Sembrava che tutto in questo maledetto virus fosse anomalo. Regolarmente chi era completamente guarito da tempo e sieropositivo, cioè aveva gli anticorpi anti coronavirus (quelli nel sangue, misurati con vari test in commercio), veniva e viene ancora accolto con diffidenza, a dir poco! O addirittura con sospetto e paura da molti. Alla comunicazione di essere sieropositivi, seguivano e seguono passi indietro dei presenti, emarginazione dell’”appestato”, e altro! Inutile la voce di chi, con qualche esperienza, si mostrava sorpreso.

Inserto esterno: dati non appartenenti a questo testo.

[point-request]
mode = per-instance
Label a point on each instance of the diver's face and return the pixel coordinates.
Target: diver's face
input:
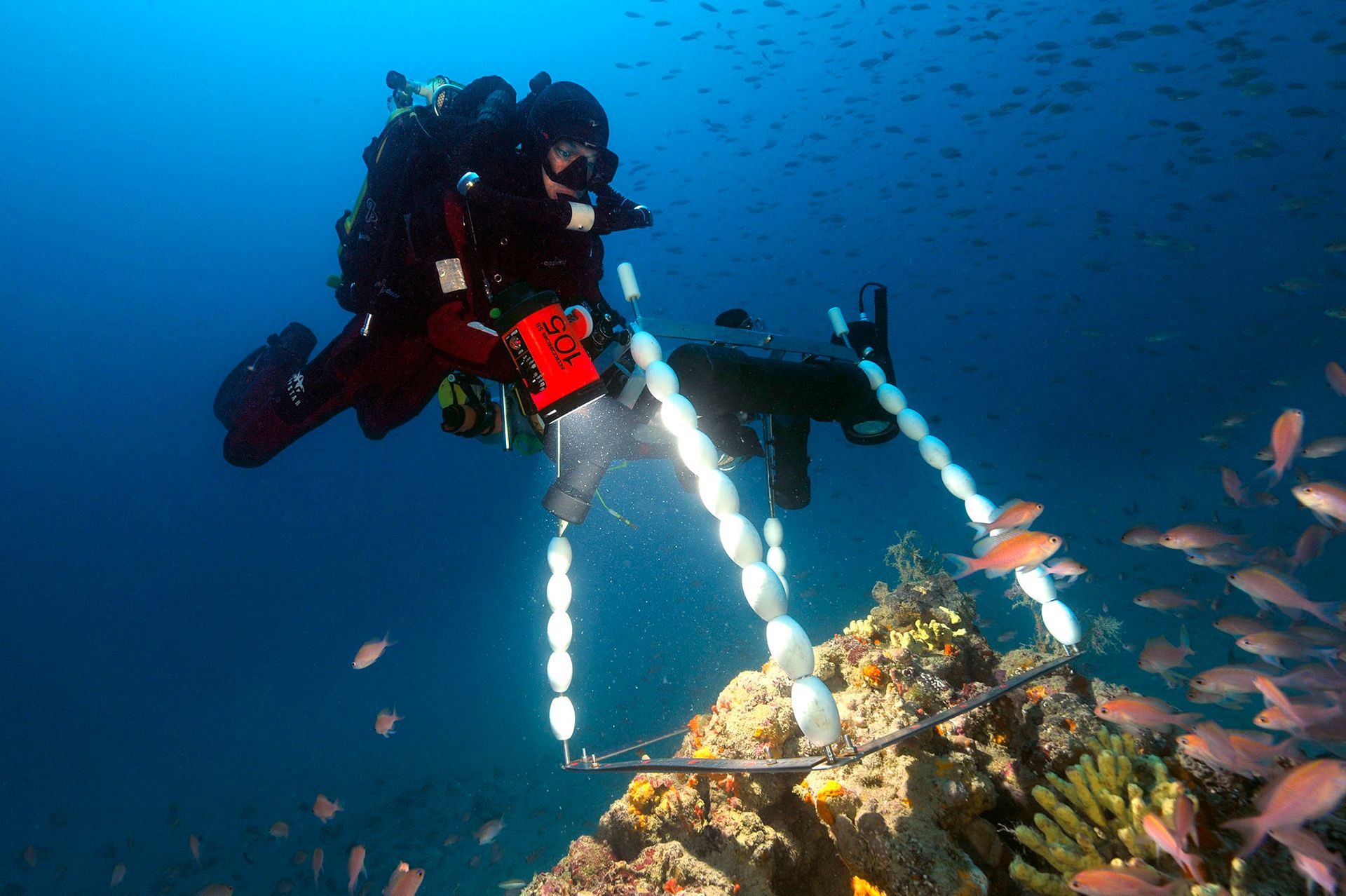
(562, 155)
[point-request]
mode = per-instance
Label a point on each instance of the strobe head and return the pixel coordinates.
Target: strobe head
(870, 341)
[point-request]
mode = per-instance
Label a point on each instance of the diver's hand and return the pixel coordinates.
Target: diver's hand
(617, 213)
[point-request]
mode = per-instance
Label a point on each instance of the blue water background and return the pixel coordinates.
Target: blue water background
(179, 632)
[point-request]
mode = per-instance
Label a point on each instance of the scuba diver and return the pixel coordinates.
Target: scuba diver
(424, 268)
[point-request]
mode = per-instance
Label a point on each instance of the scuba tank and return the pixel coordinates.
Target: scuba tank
(437, 93)
(556, 373)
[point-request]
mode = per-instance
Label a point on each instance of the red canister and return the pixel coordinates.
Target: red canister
(556, 373)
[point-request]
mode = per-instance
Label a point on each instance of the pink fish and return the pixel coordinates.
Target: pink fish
(1268, 587)
(1300, 716)
(355, 867)
(1326, 501)
(1325, 447)
(1018, 514)
(1248, 755)
(1235, 487)
(404, 881)
(489, 831)
(1142, 537)
(1167, 840)
(370, 651)
(1197, 536)
(1312, 856)
(1306, 793)
(1019, 549)
(1312, 677)
(1228, 681)
(1124, 881)
(1065, 568)
(1335, 379)
(326, 809)
(1185, 820)
(1217, 556)
(1310, 545)
(1161, 657)
(386, 720)
(1240, 626)
(1164, 599)
(1144, 712)
(1274, 646)
(1286, 436)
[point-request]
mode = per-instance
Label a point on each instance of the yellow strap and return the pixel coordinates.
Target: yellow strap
(599, 496)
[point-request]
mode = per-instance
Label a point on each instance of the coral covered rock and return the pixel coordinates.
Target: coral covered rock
(911, 820)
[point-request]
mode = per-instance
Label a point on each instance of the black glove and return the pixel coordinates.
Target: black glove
(490, 99)
(614, 212)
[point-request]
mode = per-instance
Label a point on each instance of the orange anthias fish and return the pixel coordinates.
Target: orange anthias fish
(1325, 447)
(1161, 657)
(326, 809)
(1022, 549)
(489, 831)
(1309, 792)
(1310, 545)
(1236, 490)
(1335, 377)
(1197, 537)
(386, 720)
(1065, 568)
(1144, 712)
(1164, 599)
(355, 867)
(404, 881)
(1167, 840)
(1018, 514)
(370, 651)
(1268, 587)
(1142, 537)
(1326, 501)
(1286, 436)
(1126, 881)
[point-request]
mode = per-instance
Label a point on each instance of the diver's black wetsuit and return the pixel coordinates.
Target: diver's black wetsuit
(423, 327)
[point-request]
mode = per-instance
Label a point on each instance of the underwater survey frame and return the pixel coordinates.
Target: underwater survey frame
(777, 346)
(817, 762)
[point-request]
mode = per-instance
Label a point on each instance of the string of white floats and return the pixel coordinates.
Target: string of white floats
(762, 568)
(1035, 581)
(763, 571)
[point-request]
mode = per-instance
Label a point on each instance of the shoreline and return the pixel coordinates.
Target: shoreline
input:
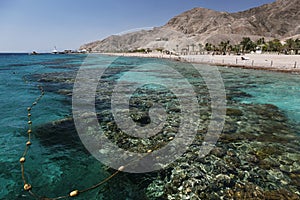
(267, 62)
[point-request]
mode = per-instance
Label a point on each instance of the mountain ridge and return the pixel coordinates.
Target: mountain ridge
(280, 19)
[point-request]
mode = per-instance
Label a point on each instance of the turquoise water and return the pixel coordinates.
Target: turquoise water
(58, 164)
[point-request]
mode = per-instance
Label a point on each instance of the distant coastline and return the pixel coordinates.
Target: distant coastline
(270, 62)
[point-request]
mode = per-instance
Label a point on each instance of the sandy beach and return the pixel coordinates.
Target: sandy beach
(272, 62)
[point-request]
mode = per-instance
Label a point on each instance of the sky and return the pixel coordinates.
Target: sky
(39, 25)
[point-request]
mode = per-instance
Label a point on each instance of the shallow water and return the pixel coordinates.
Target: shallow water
(58, 162)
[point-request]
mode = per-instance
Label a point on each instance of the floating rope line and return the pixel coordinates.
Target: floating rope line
(28, 187)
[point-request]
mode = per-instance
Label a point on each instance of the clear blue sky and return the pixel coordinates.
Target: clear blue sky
(27, 25)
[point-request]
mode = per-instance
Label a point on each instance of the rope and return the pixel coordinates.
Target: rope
(28, 187)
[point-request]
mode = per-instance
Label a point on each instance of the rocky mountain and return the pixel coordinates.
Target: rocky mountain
(280, 19)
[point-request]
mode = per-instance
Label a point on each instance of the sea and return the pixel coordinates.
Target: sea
(262, 123)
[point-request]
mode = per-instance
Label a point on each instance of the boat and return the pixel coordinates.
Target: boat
(54, 51)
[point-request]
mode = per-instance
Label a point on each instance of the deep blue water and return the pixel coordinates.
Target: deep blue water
(55, 168)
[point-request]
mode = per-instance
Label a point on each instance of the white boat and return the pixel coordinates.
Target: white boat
(54, 51)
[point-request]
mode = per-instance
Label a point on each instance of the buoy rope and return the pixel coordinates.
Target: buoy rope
(28, 187)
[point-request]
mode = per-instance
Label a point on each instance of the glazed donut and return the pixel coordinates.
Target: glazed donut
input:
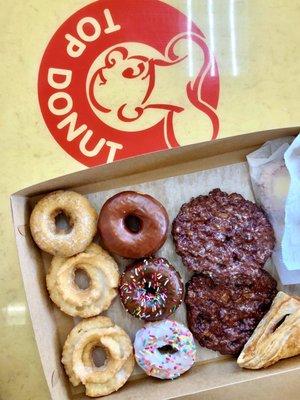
(151, 289)
(150, 220)
(102, 271)
(82, 219)
(78, 360)
(165, 349)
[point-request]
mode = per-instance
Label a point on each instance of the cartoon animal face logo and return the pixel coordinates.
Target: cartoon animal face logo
(128, 88)
(124, 78)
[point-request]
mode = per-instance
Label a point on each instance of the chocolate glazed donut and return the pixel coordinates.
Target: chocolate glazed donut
(133, 225)
(151, 289)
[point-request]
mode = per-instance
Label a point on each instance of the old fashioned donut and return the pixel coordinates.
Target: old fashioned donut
(82, 218)
(102, 272)
(133, 225)
(165, 349)
(151, 289)
(78, 359)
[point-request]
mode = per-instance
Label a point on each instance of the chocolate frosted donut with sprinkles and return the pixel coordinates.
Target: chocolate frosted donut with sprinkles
(151, 289)
(165, 349)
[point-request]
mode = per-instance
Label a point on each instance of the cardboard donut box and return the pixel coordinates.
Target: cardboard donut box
(219, 378)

In periodi di carenza di tamponi, e con continuità fino ad oggi, subito il sieropositivo, senza distinzione di quando aveva avuto la malattia, veniva messo per legge in quarantena fino al tampone negativo …. dove a volte doveva rimanere per molto tempo! Il risultato immediato è stato che i test di sieropositività non sono stati fatti in numero utile da chi pensava di aver avuto la malattia, test che avrebbero aggiunto informazioni preziose per tracciare un quadro epidemiologico sul territorio.

Sembrava, per di più, che l’immunità data dalla malattia da coronavirus fosse passeggera o addirittura inesistente.

Tutto questo succedeva e succede perchè era maturata l’idea che il virus, oltre a persistere per mesi nell’organismo anche nelle persone guarite, non generasse neppure immunità duratura. Si arrivava inevitabilmente a considerare contagiosi i guariti, i quali avrebbero per di più potuto contrarre nuovamente la malattia come non l’avessero già avuta.

Il primo punto sembra essere stato chiarito: il virus persiste a lungo ma la carica virale che la persona può trasmettere diminuisce costantemente, una volta superata la malattia.

Sull’immunità che, a differenza di quanto in genere accade per altri virus, non si acquisirebbe per il Corona virus, cioè la protezione che non fa più ammalare, in molti in verità, qualche dubbio lo avevano da tempo, ma tacevano. Poi ultimamente ma timidamente le cose hanno cominciato a cambiare.

Per cominciare, ci sono state osservazioni nella seconda ondata, sull’ incidenza molto minore nelle zone di Bergamo e Brescia, riportata da alcuni giornali, poi dati e risultati, più ampi, divulgati il 4 novembre dalla rubrica del Tg3 Leonardo.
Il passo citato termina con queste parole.